Olivia (A1 charcoal, pastel and graphite 2018) Drawn over an existing charcoal drawing which was partially rubbed out
Can you remember your childhood? Sometimes you’d rush into things – where angels might fear to tread, perhaps – without a second thought about the consequences of your actions. Yet I bet there is no child in the entire world who could be encouraged to enter a dark forest alone as dusk became night.
I feel like that on the morning of Seawhite Studios‘ workshops. Not because there’s anything scary about Katie Sollohub or Emily Ball, but because when you sign up for their courses you know you’re going to be encouraged to stray over boundaries, perhaps into the dark forest of your creative fears, and challenge your own preconceptions.
Earlier this week I was fortunate enough to attend Katie’s one-day workshop on drawing the human head. Katie and Emily work closely together, so anyone who was at all familiar with Emily’s wonderful book, Drawing and Painting People: A Fresh Approach, would know this wasn’t going to include a three-hour portrait session on the precise representation of the model in pencil.
We were guided through some liberating exercises – drawing our own faces with eyes closed, drawing the model without looking at the paper:
(which resulted in the rather pleasing abstract above) – and producing a drawing by gently spreading crushed charcoal and coloured chalk over paper, completing it with a few lines. I’ve done this before – it’s discussed in Emily Ball’s book – but not with such a light touch, which made all the difference to the finished drawing:
The image at the top of this post looks reasonably conventional. However it was one of two drawings that we were asked to do over existing ones. It was a pleasure to rub out a very dull drawing I’d done earlier in the day and concentrate on Olivia’s astonishing profile and her remarkable ear-rings.
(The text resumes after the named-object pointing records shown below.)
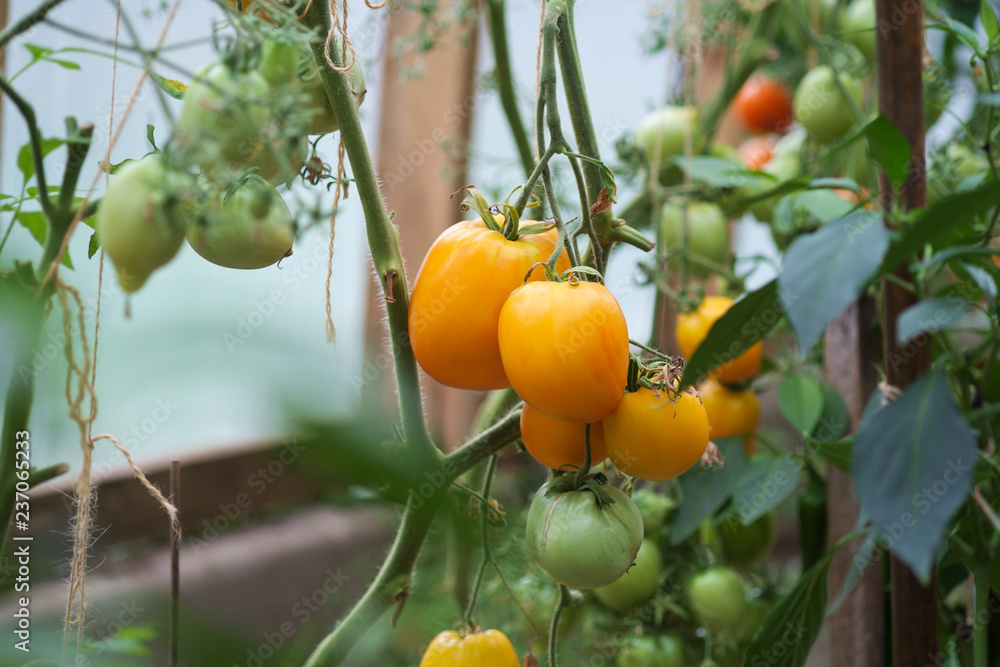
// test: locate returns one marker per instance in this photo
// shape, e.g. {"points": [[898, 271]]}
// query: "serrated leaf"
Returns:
{"points": [[800, 400], [762, 484], [170, 86], [705, 491], [912, 469], [929, 316], [824, 272], [25, 162], [745, 323], [790, 629], [835, 418], [889, 148], [989, 18]]}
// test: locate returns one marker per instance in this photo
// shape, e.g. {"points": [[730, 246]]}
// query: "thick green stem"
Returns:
{"points": [[392, 585], [505, 82], [383, 238]]}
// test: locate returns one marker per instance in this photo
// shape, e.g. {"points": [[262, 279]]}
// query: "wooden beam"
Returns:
{"points": [[900, 42], [425, 129]]}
Little of the original drawing remains except for a few faint lines and the tint of the rubbed-out charcoal on the paper.
I’d had a rather difficult January, creatively: the lingering effect of flu over New Year and some demanding issues in my work life left me drained and uninspired. I’d done a bit of messing around with acrylic paint and sat in front of empty sheets of paper thinking, “I haven’t a single idea in my head…” The gentle explorations of Katie Sollohub’s workshop, however, cleared a path through the undergrowth as they have before – especially in that charmed space between the figurative and abstraction, which for me has all the wonder and terrors of the forest at dusk!